When my parents say it, all I can think is, “Ugh, they just don’t understand!”
When I hear it from my sister, I genuinely believe everything will be okay.
Even though she is much older than I am, I feel connected to her in a way that only a girl with a sister could ever understand.
I grew up with her. I’ve seen her go through tough times and I’ve seen her come out of them as an even stronger woman. Seeing this restores the faith I have for myself.
It doesn’t hurt to call Mom once in a while.
Everyone says your relationship with your mother varies at different stages in your life.
Having an older sister, I have seen this relationship morph from teenage angst to mature conversations about grown-up things, like taxes and insurance.
At this stage in my life, I’m still hesitant to call my mom just to chitchat.
Yet, having an older sister has matured me and reassured me that sometimes, Mom does have all the answers — especially when I need help in the kitchen.
Don’t chase boys.
My sister has seen me cry about boys and I’ve seen her at low points as well. Hell, we’ve even sat in the car and cried together!
The most important lesson she has taught me about boys is not to run after them like puppies.
She has had her fair share of relationships, and knows that the most important thing in your life is you.
Without her, I wouldn’t have known to stop wasting my time chasing after a boy who doesn’t deserve me. She taught me to know my worth.
Lastly, she taught me that we never stop growing.
Now, at 32 years old, I still see my sister evolving. Life will constantly throw you curveballs and you will constantly have to figure out how to deal with them.
It can be easy to lose yourself from time to time, but my sister has taught me that you can never be finished working on yourself.

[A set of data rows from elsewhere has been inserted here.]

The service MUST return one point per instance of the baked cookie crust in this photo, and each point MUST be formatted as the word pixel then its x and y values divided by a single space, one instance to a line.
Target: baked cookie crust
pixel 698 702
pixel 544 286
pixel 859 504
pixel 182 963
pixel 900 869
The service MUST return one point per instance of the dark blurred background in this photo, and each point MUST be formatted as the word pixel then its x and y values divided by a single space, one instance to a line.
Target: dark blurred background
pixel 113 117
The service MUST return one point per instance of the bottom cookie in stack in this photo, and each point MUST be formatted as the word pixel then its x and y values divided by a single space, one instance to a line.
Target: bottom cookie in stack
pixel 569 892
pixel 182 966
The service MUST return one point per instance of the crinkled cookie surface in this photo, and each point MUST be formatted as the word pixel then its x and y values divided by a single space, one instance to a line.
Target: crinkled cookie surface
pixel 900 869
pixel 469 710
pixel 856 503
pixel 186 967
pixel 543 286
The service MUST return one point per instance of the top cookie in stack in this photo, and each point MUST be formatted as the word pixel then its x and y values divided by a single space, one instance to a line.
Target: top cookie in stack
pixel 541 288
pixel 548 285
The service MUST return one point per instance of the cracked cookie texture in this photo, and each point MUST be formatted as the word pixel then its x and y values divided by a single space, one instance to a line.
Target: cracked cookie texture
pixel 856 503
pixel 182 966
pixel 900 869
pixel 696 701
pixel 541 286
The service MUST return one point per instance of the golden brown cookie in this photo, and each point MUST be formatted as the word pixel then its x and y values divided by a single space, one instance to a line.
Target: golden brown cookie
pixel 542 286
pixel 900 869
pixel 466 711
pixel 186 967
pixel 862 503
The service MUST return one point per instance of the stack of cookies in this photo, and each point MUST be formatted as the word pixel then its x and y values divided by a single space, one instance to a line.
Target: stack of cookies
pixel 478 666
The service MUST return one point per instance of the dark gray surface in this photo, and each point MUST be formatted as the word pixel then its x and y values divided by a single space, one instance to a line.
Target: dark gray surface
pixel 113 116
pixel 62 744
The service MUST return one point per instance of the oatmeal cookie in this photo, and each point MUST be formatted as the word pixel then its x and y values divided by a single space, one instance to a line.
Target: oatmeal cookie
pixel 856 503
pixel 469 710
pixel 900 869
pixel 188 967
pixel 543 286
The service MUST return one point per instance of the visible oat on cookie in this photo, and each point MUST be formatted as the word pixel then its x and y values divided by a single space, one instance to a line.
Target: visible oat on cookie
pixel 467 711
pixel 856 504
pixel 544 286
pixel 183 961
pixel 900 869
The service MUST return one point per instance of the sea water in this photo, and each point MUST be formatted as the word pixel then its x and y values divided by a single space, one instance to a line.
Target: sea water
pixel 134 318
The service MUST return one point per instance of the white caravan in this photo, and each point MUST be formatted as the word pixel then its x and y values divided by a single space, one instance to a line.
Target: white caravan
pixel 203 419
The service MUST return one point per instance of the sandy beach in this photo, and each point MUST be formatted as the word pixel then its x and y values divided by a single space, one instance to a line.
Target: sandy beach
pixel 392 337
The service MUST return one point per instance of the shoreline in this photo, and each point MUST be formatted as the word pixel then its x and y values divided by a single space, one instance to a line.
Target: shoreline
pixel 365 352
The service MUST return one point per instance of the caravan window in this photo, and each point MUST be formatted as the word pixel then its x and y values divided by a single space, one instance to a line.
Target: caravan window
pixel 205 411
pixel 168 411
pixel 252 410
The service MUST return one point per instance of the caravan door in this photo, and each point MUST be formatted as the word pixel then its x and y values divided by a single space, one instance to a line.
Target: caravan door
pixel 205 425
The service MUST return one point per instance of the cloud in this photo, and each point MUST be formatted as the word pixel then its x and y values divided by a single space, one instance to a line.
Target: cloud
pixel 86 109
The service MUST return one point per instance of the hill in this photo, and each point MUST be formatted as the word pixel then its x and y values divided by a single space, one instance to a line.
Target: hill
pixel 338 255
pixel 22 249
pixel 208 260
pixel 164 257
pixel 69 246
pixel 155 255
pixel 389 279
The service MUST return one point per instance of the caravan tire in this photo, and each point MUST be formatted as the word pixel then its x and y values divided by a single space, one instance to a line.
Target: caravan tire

My sister is my inspiration. I have grown up with her and we will grow old together, too.
I can picture us in the nursing home with her bossing me around, telling me to take my medication or to stop staying up so late playing bingo.
Being over a decade older than me, my sister knows what she’s talking about. I will forever be thankful that I have her as my own, personal shrink, and I couldn’t imagine my life any other way.